He turned to her, eyes warm. "But you did get him back."
She closed the gap between them and rested her head against his chest, rubbing her nose gently into him as if trying to bury years of longing.
"Thanks, Adwait," she whispered.
He leaned down, brushing her hair back. "Why don't you thank me properly?" he murmured, his voice playful but weighted with unspoken feelings.
She looked up at him, surprised-and then she felt his hands trace slowly down her forearms, grounding her.
"What do you want?" she asked, breath shallow.

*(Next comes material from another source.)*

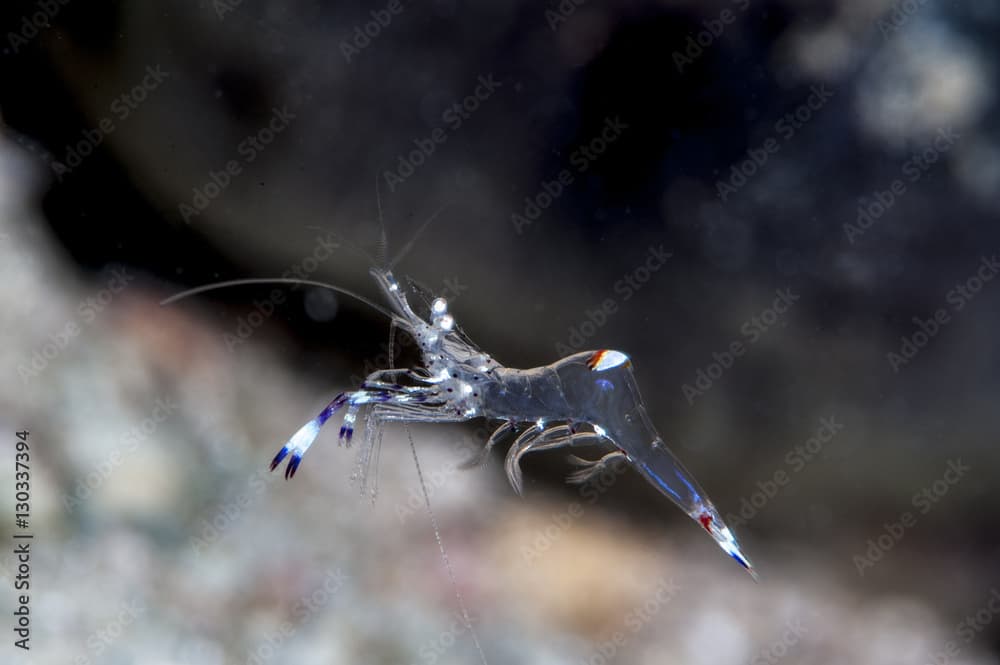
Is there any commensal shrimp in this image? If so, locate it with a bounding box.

He leaned in, closer now-so close she could feel his words brush against her lips.
Her heart thundered. She had waited so long to hear him say apni. To claim her. And he finally did.
She moved closer, and this time, he didn't hesitate. His lips met hers with a hunger he'd held back far too long.

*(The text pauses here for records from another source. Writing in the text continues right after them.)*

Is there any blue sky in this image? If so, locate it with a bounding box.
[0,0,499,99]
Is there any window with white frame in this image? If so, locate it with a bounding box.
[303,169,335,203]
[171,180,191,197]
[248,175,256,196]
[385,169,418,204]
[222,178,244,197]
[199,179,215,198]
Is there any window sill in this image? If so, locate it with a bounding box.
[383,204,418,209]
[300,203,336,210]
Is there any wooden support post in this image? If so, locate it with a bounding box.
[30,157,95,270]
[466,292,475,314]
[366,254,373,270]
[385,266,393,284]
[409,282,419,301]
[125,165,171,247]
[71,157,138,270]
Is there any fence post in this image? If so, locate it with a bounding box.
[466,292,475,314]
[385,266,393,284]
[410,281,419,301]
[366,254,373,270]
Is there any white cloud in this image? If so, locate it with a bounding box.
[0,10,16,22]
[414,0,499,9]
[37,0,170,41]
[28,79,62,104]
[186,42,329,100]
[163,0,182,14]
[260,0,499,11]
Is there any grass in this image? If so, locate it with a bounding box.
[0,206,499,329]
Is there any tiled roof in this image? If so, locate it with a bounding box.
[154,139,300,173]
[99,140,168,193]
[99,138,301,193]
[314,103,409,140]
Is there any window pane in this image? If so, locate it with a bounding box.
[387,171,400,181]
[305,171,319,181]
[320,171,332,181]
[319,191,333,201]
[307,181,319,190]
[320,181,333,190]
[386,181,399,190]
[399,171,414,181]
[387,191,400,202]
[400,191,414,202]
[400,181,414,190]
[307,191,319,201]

It wasn't rushed. It was the kind of kiss that told stories-of years lost, of moments almost shattered, of lives that barely escaped being unlived. His hands framed her face as if memorizing it, and when he kissed her again, it deepened-raw and vulnerable.
He gently lowered her onto the bed of grass, brushing a soft kiss over her tears, then her forehead, her cheek, the edge of her jaw. Every touch was deliberate, reverent-like he was trying to unwrite every moment of pain she'd ever known.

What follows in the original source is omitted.